Schizophrenic Spectrum Disorders (Unit 8)
These share Topic 8.3 with neurodevelopmental disorders, but they're a separate category. Schizophrenia involves psychotic symptoms like delusions and disorganized thinking, and it typically emerges in late adolescence or early adulthood, not early childhood.
Diathesis-stress model (Unit 8)
This model says disorders arise when a biological predisposition (diathesis) meets environmental stress. It's the standard answer to criticisms of purely genetic explanations, since genes raise risk for neurodevelopmental disorders but don't guarantee them.
This term shows up almost entirely in multiple-choice classification and explanation questions. Three patterns to expect: (1) "Which category does ASD/ADHD belong to?" where you pick neurodevelopmental disorders; (2) "What's a common characteristic of neurodevelopmental disorders?" where the answer hinges on early-childhood onset and atypical brain development; and (3) perspective questions asking why psychoanalytic theory is a poor fit, or what the criticism of purely genetic theories is (they ignore environmental and gene-environment factors). No released FRQ has used this term verbatim, but Unit 8 FRQs often ask you to apply psychological perspectives to a disorder in a scenario, so be ready to argue the biological perspective for a child showing attention or social-communication difficulties.

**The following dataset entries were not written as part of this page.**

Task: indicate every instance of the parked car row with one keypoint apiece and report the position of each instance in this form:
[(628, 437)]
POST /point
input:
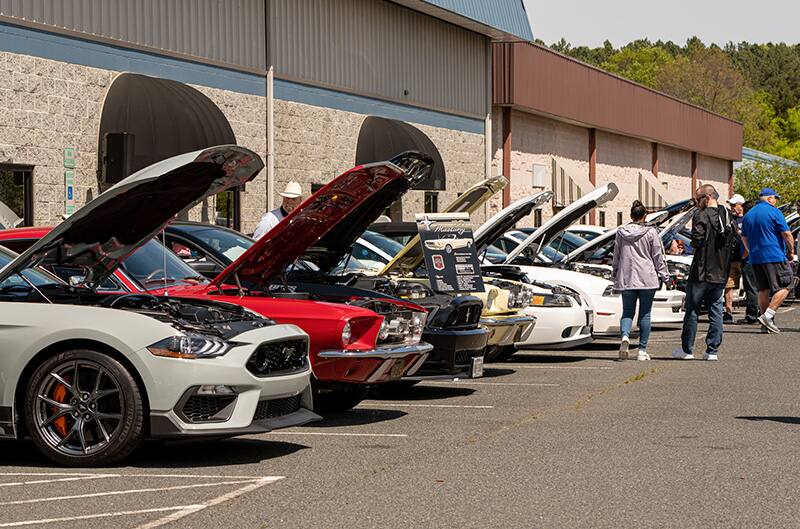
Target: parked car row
[(121, 323)]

Both start with "neuro," but they sit at opposite ends of life. Neurodevelopmental disorders appear in childhood because the brain develops atypically from the start. Neurocognitive disorders like Alzheimer's involve a decline from previously normal functioning, usually later in life. One is about development that goes differently; the other is about abilities that deteriorate. If a question describes an older adult losing memory they used to have, that's neurocognitive, not neurodevelopmental.
Neurodevelopmental disorders begin in childhood and result from atypical brain development, affecting attention, learning, communication, and social behavior.

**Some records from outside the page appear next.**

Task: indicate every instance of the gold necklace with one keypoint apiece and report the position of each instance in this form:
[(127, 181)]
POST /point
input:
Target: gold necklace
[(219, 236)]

The main AP examples are autism spectrum disorder (ASD), ADHD, and intellectual disability.
The biological perspective (genetics and brain development) is the best-supported explanation, while psychoanalytic explanations are widely criticized for these disorders.
Purely genetic theories get criticized for ignoring environmental influences, which is where the diathesis-stress model comes in.
Don't confuse this category with schizophrenic spectrum disorders, which share Topic 8.3 but involve psychosis and typically emerge in late adolescence or adulthood.
Onset timing is the fastest classification clue on the exam, since early-childhood onset signals a neurodevelopmental disorder.
They're a DSM category of disorders that emerge in childhood from atypical brain development, affecting cognition, communication, attention, and behavior. The AP exam's key examples are autism spectrum disorder, ADHD, and intellectual disability, all covered in Topic 8.3 of Unit 8.
Yes. Autism spectrum disorder (ASD) is the textbook example of a neurodevelopmental disorder, and AP multiple-choice questions directly test that classification. Its social communication and behavioral symptoms appear in early childhood.
No. The AP-accepted explanation is biological, rooted in genetics and brain development. This is exactly why applying psychoanalytic theory (unconscious conflicts, early relationships) to disorders like ASD and ADHD is widely criticized, a point AP practice questions test directly.
They share Topic 8.3 but are separate categories. Neurodevelopmental disorders appear in early childhood and involve development of attention, communication, and learning, while schizophrenic spectrum disorders involve psychotic symptoms like delusions and disorganized thinking and typically emerge in late adolescence or early adulthood.
Direction and timing. Neurodevelopmental disorders involve atypical development starting in childhood, while Alzheimer's is a neurocognitive disorder involving decline from previously normal functioning, usually in older adulthood. Development going differently versus abilities deteriorating.